Not surprisingly, security was a major talking point, with fears that such was the crime rate in the country, South Africa was not fit to host such a showpiece spectacle.
Luyt peered down at his interrogators and in his gravelly, beady-eyed manner, asked if the perpetrators of the IRA-suspected bomb that had gone off in London a few days earlier had yet been brought to book. Touché.
As it turned out, there were some low-level crime issues (and if anyone still has the Tandy laptop that was stolen from the back of my hire car they are welcome to keep it) but it was all off-set by the joy and theatre and coming together of a troubled nation only three years after their re-admittance to the rugby fold.
And what now of the Springboks as they prepare to take on Ireland in what promises to be a pool-defining match in Paris tomorrow night?
The beasts of burden up against a well-honed, layered side intent on shedding their World Cup hoodoo with a gun-to-tape tournament to remember?
That may be the script for some people — in essence, baddies against goodies. That trope needs revision and contextualising.
South Africa are more than great lumps of muscle and bone, albeit as anyone who has ever worked their way through the stadium-ringed braais at King’s Park in Durban can tell you, those Bokke behemoths, in khaki shorts and with reddening thighs, are indicative of a huge race.
Think Kobus Wiese or Bakkies Botha or the currently injured Eben Etzebeth, or even the likes of Danie Gerber or Ray Mordt or Damian de Allende in the back-line.
But as with Luyt, there is another perspective to be had. The one that cherishes the speed and trickery and individualism of a Chester Williams or Bryan Habana or Cheslin Kolbe, Kurt-Lee Arendse, and Damian Williams of this generation.
South Africa have as many, if not more, strike options than Ireland or even France. They are multi-faceted in their rugby as they are these days in the make-up of their team.
OUTH AFRICA has always been an intoxicating country for those of us fortunate to have travelled there, a challenging place for sure, but also one that can exert a magnetic hold. My first visit there was with England in 1994.
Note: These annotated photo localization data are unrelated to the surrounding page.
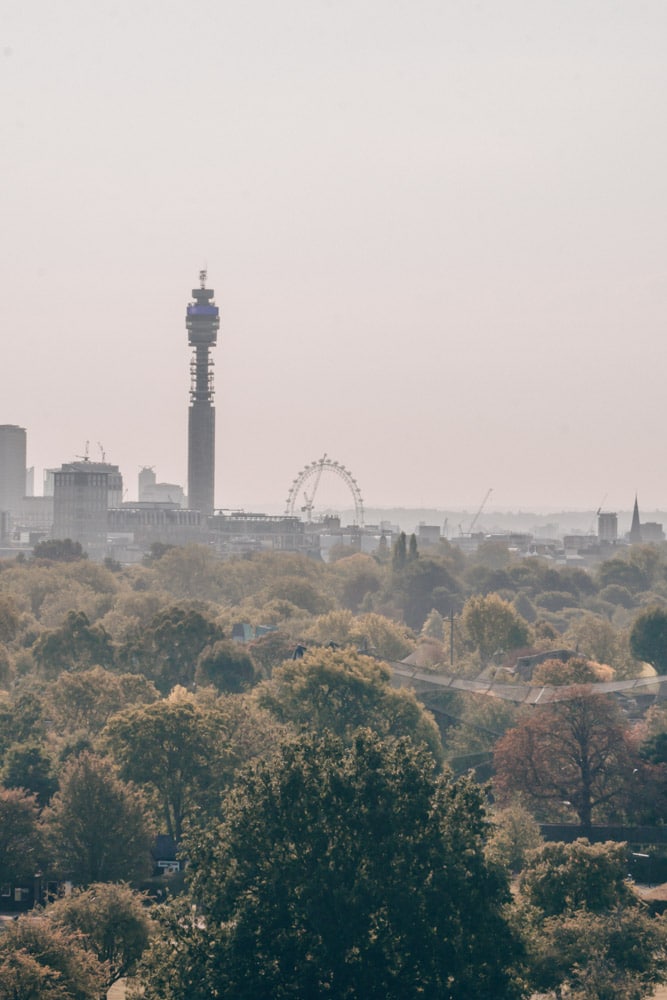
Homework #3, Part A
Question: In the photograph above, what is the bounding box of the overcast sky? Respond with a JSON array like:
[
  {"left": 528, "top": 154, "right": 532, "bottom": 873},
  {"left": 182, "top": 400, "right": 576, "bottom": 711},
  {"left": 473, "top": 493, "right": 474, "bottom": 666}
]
[{"left": 2, "top": 1, "right": 666, "bottom": 513}]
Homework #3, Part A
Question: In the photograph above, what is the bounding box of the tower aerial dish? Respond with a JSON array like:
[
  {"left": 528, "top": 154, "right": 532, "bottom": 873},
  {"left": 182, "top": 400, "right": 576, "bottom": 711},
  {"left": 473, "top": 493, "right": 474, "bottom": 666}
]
[{"left": 285, "top": 455, "right": 364, "bottom": 526}]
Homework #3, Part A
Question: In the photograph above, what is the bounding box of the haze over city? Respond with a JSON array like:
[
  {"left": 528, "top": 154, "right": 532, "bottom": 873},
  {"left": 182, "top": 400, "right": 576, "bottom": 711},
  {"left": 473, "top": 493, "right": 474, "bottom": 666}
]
[{"left": 3, "top": 1, "right": 667, "bottom": 513}]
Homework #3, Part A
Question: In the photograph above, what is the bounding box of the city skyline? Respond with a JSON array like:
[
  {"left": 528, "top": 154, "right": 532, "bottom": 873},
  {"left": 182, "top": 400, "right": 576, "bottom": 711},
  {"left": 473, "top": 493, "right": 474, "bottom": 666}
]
[{"left": 3, "top": 2, "right": 667, "bottom": 512}]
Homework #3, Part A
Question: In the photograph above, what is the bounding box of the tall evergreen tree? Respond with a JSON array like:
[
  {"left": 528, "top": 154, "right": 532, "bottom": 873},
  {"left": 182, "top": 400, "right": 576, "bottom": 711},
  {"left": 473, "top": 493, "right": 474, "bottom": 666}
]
[{"left": 392, "top": 531, "right": 407, "bottom": 571}]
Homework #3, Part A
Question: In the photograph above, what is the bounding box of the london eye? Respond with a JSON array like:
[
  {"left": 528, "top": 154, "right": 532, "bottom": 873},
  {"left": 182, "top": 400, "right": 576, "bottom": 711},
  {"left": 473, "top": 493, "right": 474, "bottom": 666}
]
[{"left": 285, "top": 454, "right": 365, "bottom": 526}]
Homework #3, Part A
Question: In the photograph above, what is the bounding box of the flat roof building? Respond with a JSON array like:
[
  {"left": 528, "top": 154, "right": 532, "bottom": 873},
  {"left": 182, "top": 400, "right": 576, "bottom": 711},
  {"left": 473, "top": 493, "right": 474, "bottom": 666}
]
[
  {"left": 53, "top": 460, "right": 123, "bottom": 550},
  {"left": 0, "top": 425, "right": 27, "bottom": 517}
]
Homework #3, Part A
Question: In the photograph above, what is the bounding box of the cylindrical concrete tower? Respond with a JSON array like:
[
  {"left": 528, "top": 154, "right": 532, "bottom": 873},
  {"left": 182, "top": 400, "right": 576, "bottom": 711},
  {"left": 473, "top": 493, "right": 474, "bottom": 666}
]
[{"left": 186, "top": 270, "right": 220, "bottom": 515}]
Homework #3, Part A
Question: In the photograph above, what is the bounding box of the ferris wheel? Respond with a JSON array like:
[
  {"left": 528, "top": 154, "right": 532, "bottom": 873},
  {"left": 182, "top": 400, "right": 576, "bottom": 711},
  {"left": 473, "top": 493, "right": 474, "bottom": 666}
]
[{"left": 285, "top": 454, "right": 365, "bottom": 526}]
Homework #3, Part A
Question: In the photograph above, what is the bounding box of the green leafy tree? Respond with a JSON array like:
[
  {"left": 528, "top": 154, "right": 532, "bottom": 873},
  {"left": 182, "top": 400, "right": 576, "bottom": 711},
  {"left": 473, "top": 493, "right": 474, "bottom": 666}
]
[
  {"left": 32, "top": 538, "right": 87, "bottom": 562},
  {"left": 103, "top": 694, "right": 215, "bottom": 842},
  {"left": 0, "top": 593, "right": 21, "bottom": 642},
  {"left": 138, "top": 730, "right": 525, "bottom": 999},
  {"left": 520, "top": 839, "right": 634, "bottom": 916},
  {"left": 351, "top": 611, "right": 414, "bottom": 659},
  {"left": 0, "top": 915, "right": 104, "bottom": 1000},
  {"left": 132, "top": 896, "right": 210, "bottom": 1000},
  {"left": 195, "top": 639, "right": 257, "bottom": 693},
  {"left": 303, "top": 609, "right": 414, "bottom": 660},
  {"left": 535, "top": 590, "right": 578, "bottom": 612},
  {"left": 513, "top": 592, "right": 537, "bottom": 624},
  {"left": 531, "top": 656, "right": 610, "bottom": 686},
  {"left": 0, "top": 786, "right": 44, "bottom": 884},
  {"left": 599, "top": 583, "right": 635, "bottom": 609},
  {"left": 598, "top": 556, "right": 648, "bottom": 593},
  {"left": 42, "top": 752, "right": 154, "bottom": 885},
  {"left": 49, "top": 666, "right": 159, "bottom": 733},
  {"left": 630, "top": 605, "right": 667, "bottom": 673},
  {"left": 150, "top": 543, "right": 226, "bottom": 600},
  {"left": 0, "top": 643, "right": 11, "bottom": 686},
  {"left": 444, "top": 693, "right": 518, "bottom": 767},
  {"left": 392, "top": 530, "right": 407, "bottom": 571},
  {"left": 32, "top": 610, "right": 114, "bottom": 677},
  {"left": 2, "top": 740, "right": 57, "bottom": 804},
  {"left": 263, "top": 575, "right": 332, "bottom": 615},
  {"left": 120, "top": 605, "right": 224, "bottom": 692},
  {"left": 0, "top": 950, "right": 73, "bottom": 1000},
  {"left": 48, "top": 882, "right": 153, "bottom": 990},
  {"left": 392, "top": 556, "right": 461, "bottom": 630},
  {"left": 516, "top": 839, "right": 667, "bottom": 999},
  {"left": 195, "top": 689, "right": 288, "bottom": 781},
  {"left": 257, "top": 646, "right": 443, "bottom": 760},
  {"left": 422, "top": 608, "right": 445, "bottom": 639},
  {"left": 246, "top": 629, "right": 294, "bottom": 676},
  {"left": 462, "top": 593, "right": 531, "bottom": 662},
  {"left": 486, "top": 802, "right": 543, "bottom": 875},
  {"left": 332, "top": 553, "right": 382, "bottom": 612},
  {"left": 0, "top": 689, "right": 46, "bottom": 758},
  {"left": 564, "top": 612, "right": 622, "bottom": 668},
  {"left": 526, "top": 907, "right": 667, "bottom": 1000}
]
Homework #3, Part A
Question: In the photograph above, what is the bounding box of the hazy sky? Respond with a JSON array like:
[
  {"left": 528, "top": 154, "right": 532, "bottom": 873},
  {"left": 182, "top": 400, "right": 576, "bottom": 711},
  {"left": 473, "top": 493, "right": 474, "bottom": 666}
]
[{"left": 3, "top": 1, "right": 667, "bottom": 513}]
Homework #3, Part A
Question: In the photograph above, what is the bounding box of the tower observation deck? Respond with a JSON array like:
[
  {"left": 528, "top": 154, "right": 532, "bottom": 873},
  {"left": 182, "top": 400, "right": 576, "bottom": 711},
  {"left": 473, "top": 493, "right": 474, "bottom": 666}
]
[{"left": 186, "top": 270, "right": 220, "bottom": 516}]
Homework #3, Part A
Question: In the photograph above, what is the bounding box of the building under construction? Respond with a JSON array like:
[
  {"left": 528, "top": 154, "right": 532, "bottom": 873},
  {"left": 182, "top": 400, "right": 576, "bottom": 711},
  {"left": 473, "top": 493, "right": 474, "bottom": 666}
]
[{"left": 52, "top": 460, "right": 123, "bottom": 551}]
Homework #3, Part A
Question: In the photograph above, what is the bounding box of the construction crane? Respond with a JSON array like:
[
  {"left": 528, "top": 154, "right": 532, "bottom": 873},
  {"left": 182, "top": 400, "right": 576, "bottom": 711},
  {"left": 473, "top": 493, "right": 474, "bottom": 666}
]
[
  {"left": 587, "top": 494, "right": 607, "bottom": 535},
  {"left": 468, "top": 488, "right": 493, "bottom": 534},
  {"left": 300, "top": 453, "right": 328, "bottom": 522}
]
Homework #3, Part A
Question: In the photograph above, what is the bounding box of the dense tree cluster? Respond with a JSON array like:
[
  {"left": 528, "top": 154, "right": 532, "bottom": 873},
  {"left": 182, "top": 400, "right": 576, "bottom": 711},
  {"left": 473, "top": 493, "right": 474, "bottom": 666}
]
[
  {"left": 138, "top": 730, "right": 525, "bottom": 1000},
  {"left": 515, "top": 839, "right": 667, "bottom": 999},
  {"left": 1, "top": 538, "right": 667, "bottom": 995}
]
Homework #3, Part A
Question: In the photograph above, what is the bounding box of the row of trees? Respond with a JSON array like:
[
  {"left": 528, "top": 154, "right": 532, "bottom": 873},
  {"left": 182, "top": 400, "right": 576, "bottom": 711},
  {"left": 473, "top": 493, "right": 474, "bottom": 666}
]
[
  {"left": 3, "top": 536, "right": 667, "bottom": 670},
  {"left": 0, "top": 650, "right": 443, "bottom": 887},
  {"left": 4, "top": 646, "right": 667, "bottom": 895}
]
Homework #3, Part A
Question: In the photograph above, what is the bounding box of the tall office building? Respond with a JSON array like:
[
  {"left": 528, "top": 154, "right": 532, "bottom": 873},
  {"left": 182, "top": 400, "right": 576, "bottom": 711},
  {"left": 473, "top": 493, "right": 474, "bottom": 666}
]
[
  {"left": 138, "top": 466, "right": 157, "bottom": 500},
  {"left": 53, "top": 460, "right": 123, "bottom": 548},
  {"left": 186, "top": 270, "right": 220, "bottom": 515},
  {"left": 0, "top": 424, "right": 27, "bottom": 515},
  {"left": 597, "top": 511, "right": 618, "bottom": 543}
]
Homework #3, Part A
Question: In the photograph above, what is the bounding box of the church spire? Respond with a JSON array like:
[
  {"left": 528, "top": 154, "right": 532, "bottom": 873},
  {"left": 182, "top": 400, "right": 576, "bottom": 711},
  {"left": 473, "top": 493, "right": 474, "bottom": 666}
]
[{"left": 629, "top": 494, "right": 642, "bottom": 544}]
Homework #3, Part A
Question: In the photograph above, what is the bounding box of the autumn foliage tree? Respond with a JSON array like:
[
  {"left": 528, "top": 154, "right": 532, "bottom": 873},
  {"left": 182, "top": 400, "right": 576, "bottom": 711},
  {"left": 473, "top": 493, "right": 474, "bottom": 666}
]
[
  {"left": 47, "top": 882, "right": 153, "bottom": 990},
  {"left": 0, "top": 914, "right": 105, "bottom": 1000},
  {"left": 494, "top": 689, "right": 639, "bottom": 832}
]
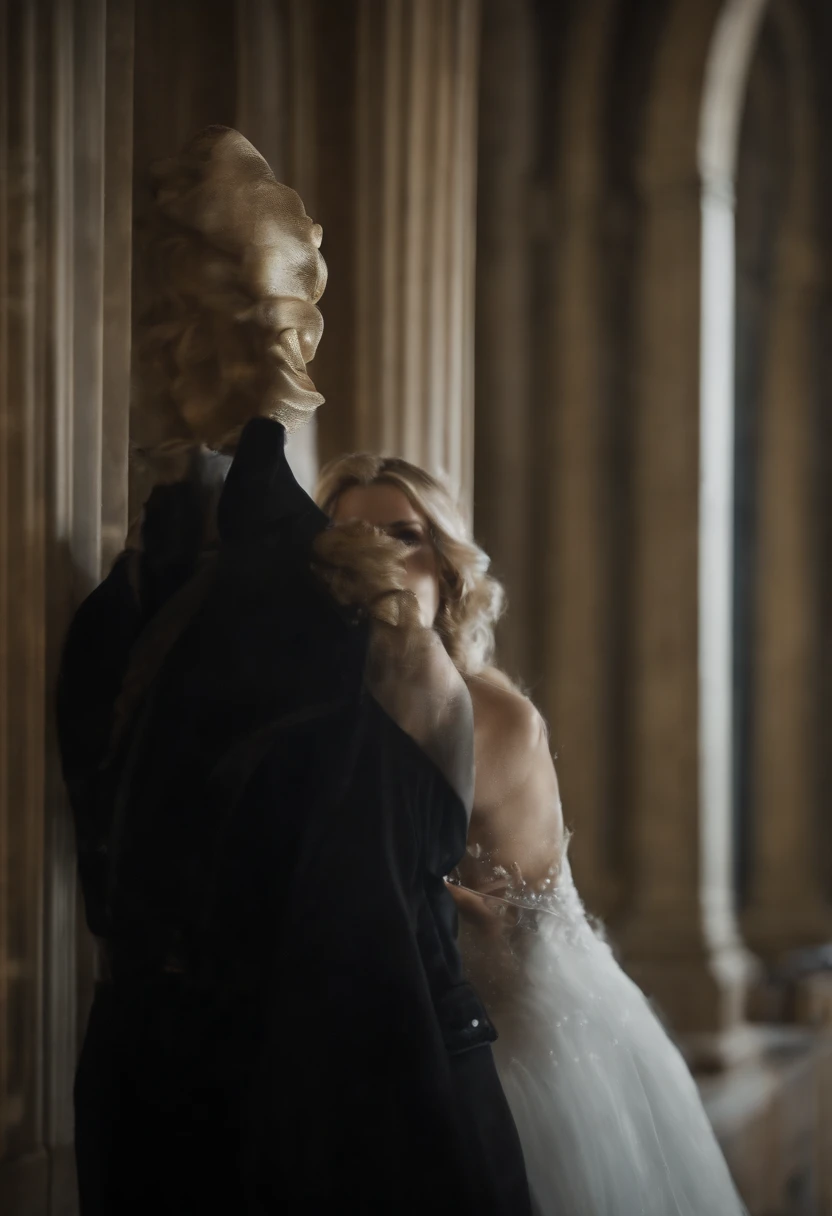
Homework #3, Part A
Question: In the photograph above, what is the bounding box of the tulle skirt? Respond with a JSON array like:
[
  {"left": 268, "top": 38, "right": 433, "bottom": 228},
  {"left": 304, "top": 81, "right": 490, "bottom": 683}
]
[{"left": 458, "top": 862, "right": 747, "bottom": 1216}]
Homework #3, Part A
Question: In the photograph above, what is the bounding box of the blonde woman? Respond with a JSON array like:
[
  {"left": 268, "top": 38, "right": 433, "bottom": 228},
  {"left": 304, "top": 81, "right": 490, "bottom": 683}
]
[{"left": 317, "top": 453, "right": 748, "bottom": 1216}]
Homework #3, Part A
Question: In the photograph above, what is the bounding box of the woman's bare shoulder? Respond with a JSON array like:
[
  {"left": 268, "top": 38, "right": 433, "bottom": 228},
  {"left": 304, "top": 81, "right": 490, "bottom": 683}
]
[
  {"left": 467, "top": 668, "right": 546, "bottom": 753},
  {"left": 466, "top": 668, "right": 553, "bottom": 806}
]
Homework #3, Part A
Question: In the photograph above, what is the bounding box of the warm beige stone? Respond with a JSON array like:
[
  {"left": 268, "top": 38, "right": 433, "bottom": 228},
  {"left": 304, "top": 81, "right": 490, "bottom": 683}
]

Mandela had just been elected president and the first Test against the Springboks was at Loftus Versfeld in the heart of Afrikaner land in Pretoria.
There were several old South African flags flying in the packed stands. The atmosphere was charged as Mandela emerged to meet the teams.
You sensed the mood could have gone either way. There was something of a pregnant pause as his distinctive domed close-cropped head first appeared down the tunnel. Jeers or cheers? Cheers all the way. It was quite a moment.
It has taken various iterations to get to this point, from the one-eyed violence of Corne Krige’s Springboks in 2002 and the ruinous, laughable privations of Rudi Straeuli’s Kamp Staaldraad boot camp to end all boot camps that took place prior to the World Cup the following year.
So, yes, it is easy to depict South Africans as one-eyed, power-obsessed, laager-fixated bruisers. Yet, for me, there has been no more mesmerising place to visit. Its people are varied and opinionated yet polite and welcoming.
They may project as strong-minded and wilful but humility is at the core of their being, or certainly of this generation. They know they have had to strive for everything, that nothing is a given, literally so in the case of several of their players who have come from abject poverty, all encapsulated in the charismatic figure of their captain, Siya Kolisi.
How many other Test captains are caught singing as they wait to lead their side out onto the field? Not sure it was ever Martin Johnson’s schtick. Of course, it is not all happy-clappy.
Rassie Erasmus prefers the Great Disruptor role, be it his refereeing rants, traffic light messaging, bomb squads, four scrum-halves, or fly-half replacement for an injured hooker.
It would be tempting to depict Erasmus as one of those old-school South Africans — nobody likes us but we don’t care, all that Millwall sort of stuff — but it would be wrong. There is a vulnerability in there, too; a sensitivity, as he showed when at Munster.
Rugby, is at his core, as it is with this squad. There is a bond there, a sense of unity and collective purpose, that is not easily broken.
The day before the World Cup final in Japan four years ago I bumped into an old contact, one well-versed in South African as well as European rugby. The mood music in Tokyo was all of an English beat and why wouldn’t it be given their demolition job on New Zealand in the semi-final?
“Be careful,” counselled my friend. “I’ve been in camp and have had all sorts of messages from back in South Africa. This means everything to them.”
It did then and it appears it does again. You don’t have to love them (although I have no qualms in admitting my crush) but you do have to admire them.